During the 1948 Palestine war, Bosnian volunteers, joined by Albanian and Croatian cohorts, fought against the Zionist forces that later formed the IDF. In January 1948, it was reported that Arab agents were recruiting Bosnians to fight in Palestine, which was embroiled in a civil war after the resolution calling for the partition of the country. The motivation behind the recruitment was the Arab paramilitary units in Palestine, the modern regular Syrian army which needed expertise, and the Arab Salvation Army. Originating from displaced persons camps in Italy, the volunteers were gathered and sent by way of Egypt, Beirut, and Syria.
Estimates indicate the arrival of 500 to 1,000 volunteers from Bosnia and Herzegovina who formed a unit within the Arab Salvation Army; many of them were Muslims, including veterans of World War II. Some of these individuals settled in Palestine after the war. Earlier, in the early 1880s, a group of Herzegovinian families had established the village of Qisarya south of Haifa. They integrated into Palestinian society and ultimately shared the same fate during the events of 1948 and the subsequent decades.

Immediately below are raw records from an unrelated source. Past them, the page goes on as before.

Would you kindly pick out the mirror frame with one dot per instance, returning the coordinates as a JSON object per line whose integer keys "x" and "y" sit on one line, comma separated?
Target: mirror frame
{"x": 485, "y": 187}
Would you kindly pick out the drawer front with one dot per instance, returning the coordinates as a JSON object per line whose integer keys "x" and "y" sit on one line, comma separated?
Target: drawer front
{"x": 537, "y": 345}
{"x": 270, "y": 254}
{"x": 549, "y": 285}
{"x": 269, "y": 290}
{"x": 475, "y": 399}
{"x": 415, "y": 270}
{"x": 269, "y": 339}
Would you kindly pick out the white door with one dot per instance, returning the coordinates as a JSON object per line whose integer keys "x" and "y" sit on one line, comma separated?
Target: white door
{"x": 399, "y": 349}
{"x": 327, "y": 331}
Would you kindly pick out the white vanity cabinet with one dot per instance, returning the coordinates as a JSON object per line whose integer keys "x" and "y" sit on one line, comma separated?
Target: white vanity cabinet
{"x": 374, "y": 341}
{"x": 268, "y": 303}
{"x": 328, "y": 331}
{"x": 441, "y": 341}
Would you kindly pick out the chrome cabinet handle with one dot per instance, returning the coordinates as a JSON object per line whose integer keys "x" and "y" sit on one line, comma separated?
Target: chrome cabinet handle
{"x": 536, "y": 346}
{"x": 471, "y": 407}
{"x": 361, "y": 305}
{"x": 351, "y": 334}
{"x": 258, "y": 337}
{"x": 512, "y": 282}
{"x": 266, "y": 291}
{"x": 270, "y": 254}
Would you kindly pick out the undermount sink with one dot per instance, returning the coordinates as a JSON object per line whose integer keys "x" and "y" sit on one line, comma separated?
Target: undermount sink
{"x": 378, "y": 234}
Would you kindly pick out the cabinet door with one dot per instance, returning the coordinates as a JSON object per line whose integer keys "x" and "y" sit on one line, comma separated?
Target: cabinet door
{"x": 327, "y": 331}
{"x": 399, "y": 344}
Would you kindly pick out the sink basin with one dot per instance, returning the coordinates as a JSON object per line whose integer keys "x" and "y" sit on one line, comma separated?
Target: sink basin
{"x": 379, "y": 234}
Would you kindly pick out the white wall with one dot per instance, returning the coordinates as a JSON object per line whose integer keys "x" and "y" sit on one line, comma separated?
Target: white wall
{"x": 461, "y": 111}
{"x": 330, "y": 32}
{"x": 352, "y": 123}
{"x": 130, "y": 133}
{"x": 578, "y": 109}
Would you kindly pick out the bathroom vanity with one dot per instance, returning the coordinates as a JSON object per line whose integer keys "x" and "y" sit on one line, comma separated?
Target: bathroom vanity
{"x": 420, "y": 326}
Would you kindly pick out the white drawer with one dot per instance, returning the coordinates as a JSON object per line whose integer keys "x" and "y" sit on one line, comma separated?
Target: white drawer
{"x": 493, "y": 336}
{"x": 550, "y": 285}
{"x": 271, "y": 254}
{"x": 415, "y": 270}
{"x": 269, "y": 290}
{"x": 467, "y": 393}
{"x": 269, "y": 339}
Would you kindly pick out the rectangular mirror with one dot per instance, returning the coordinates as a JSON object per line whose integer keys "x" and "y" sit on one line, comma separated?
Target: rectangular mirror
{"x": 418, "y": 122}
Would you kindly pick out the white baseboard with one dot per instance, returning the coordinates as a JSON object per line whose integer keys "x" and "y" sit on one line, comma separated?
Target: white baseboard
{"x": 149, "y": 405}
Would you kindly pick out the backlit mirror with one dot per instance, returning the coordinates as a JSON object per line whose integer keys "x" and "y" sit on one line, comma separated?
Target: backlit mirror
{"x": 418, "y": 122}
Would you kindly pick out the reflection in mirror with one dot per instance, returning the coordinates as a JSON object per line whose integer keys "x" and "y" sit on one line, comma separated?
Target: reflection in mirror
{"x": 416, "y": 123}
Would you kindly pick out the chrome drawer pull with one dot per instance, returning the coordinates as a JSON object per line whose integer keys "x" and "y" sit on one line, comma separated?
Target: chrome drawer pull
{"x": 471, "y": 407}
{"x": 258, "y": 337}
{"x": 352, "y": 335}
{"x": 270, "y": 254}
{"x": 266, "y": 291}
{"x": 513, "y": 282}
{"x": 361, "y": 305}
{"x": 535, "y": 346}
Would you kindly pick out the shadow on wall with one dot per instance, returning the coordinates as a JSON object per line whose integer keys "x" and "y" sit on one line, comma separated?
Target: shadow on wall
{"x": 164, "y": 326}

In 1999, following reports of Bosnia and Herzegovina's intention to open its embassy in Israel in Jerusalem, the Presidency of Bosnia and Herzegovina categorically denied this and confirmed that its embassy would be in Tel Aviv. The presidency also stressed that the establishment of diplomatic relations with Israel would not be against the Arab–Israeli peace process and would promote efforts to achieve a peaceful settlement in the Middle East.

On 27 October 2023, Bosnia and Herzegovina was one of 121 countries to vote in favor of a General Assembly resolution calling for an immediate ceasefire to Gaza war.